2:27 pm on Aug 31, 2006 (gmt 0)

WebmasterWorld Senior Member 10+ Year Member



Hi,

Be aware that Content and Search will behave very differently for different sectors and different volumes and at different times. Some of my campaigns do much better (in terms of cost per conversion) on one than the other, and some are level-pegging for both.

(I think that on very high volumes you start to complete with all other available bidders every time and the performance differential will tend to increase.)

Eg, I am running what for me is a VERY large campaign to promote awareness in this "back to work" period for many Europeans, and I've had to selectively pull some ads from Search and some from Content after collecting a day's worth of data.

Having done that, my current conversion cost is only slightly higher than for my normal "trickle" campaigns, but my volume is maybe 100x usual.

Go with the stats, Luke.

Rgds

Damon

[edited by: DamonHD at 2:28 pm (utc) on Aug. 31, 2006]

ctudorprice

2:42 pm on Aug 31, 2006 (gmt 0)

10+ Year Member



Hi Damon,
All our campaigns are search (content was REALLY, VERY SERIOUSLY crap in terms of conversion).
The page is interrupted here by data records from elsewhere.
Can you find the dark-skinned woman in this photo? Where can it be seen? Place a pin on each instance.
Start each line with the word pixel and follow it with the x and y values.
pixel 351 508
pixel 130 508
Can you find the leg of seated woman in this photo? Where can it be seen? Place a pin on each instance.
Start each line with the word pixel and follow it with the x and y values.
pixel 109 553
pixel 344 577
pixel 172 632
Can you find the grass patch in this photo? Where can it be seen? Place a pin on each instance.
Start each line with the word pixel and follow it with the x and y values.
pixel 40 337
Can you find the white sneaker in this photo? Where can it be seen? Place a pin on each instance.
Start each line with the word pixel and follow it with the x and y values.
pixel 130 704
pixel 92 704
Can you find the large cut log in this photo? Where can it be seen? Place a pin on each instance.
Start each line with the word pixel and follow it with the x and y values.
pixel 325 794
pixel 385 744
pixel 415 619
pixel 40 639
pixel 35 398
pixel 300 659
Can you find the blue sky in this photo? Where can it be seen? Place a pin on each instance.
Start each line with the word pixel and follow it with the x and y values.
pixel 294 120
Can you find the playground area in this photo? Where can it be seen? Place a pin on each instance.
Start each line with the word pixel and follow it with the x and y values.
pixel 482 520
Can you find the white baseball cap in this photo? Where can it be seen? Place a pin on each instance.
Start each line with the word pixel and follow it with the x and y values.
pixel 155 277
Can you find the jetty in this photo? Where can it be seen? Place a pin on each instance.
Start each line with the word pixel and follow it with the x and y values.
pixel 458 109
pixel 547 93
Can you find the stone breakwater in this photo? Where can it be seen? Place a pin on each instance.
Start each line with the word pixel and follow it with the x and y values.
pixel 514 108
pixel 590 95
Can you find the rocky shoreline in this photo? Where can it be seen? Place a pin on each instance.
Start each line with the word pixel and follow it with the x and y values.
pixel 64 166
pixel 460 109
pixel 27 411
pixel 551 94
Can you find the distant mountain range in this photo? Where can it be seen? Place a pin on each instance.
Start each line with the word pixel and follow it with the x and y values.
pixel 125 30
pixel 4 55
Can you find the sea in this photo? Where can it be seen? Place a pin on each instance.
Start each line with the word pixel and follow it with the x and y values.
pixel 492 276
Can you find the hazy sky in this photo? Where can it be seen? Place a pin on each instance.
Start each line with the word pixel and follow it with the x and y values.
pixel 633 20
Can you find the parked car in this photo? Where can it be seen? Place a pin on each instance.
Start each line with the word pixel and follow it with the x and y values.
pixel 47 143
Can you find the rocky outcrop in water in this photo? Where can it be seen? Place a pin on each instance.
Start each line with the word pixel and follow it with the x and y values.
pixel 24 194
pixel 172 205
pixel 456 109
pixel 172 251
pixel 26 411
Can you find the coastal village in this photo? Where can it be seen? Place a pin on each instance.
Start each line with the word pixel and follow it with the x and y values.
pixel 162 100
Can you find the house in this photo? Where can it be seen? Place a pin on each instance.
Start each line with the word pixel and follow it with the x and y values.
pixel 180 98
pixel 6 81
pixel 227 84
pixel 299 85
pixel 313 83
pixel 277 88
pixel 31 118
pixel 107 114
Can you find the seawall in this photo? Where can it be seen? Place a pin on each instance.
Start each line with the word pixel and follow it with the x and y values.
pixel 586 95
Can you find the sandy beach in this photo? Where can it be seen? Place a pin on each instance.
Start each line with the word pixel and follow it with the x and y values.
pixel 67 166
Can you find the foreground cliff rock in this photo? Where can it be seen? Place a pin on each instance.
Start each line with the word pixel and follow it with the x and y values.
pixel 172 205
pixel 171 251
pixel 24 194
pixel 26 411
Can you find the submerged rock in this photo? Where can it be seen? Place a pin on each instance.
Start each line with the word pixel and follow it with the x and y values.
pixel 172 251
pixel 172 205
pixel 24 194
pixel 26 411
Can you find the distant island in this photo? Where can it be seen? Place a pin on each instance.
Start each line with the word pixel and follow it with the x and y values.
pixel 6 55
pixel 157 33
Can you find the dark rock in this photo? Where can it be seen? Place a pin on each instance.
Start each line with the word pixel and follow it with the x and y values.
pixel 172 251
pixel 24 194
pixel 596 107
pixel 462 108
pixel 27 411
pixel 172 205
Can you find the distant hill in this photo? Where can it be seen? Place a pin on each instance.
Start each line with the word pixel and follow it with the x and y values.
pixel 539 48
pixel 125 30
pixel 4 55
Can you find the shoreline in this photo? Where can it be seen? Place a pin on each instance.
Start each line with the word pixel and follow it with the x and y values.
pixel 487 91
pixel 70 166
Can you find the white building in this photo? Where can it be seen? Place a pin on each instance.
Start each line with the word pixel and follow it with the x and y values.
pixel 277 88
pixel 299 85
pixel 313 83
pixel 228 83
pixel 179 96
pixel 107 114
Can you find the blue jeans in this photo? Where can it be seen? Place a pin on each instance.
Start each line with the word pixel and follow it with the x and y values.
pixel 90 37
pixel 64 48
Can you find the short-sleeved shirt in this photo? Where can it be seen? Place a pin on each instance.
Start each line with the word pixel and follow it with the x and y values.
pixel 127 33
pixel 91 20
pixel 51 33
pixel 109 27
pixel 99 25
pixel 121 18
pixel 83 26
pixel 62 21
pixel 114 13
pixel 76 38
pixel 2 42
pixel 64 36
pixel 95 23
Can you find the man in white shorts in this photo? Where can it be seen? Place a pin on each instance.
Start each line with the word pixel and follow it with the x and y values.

Yes, we are in some reasonably competitive/pricey keywords and thus are competing against a wide group of bidders.

Anyway, this wasn't really a call for help (I'm pretty solid on my conclusions and the methodology) but am interested whether anyone else has come to same/similar conclusions for their niche/industry.

Right now, I'm thinking I'm pretty smart for cutting adwords out - my competitors are still spending and on the bid-increase treadmill for fairly useless clicks.

poster_boy

6:29 pm on Aug 31, 2006 (gmt 0)

WebmasterWorld Senior Member 10+ Year Member



Sounds like you know the game reasonably well, but I wouldn't assume that your competitors are running at a loss... there are lots of ways to play this game better than your neighbor.

If a competitor is able to pay a higher price - perhaps, they're losing money or are running with almost no profit margins, or perhaps they have tricks up their sleeves...

If it's a small handful, it might be the former. If it's more, it's likely the latter.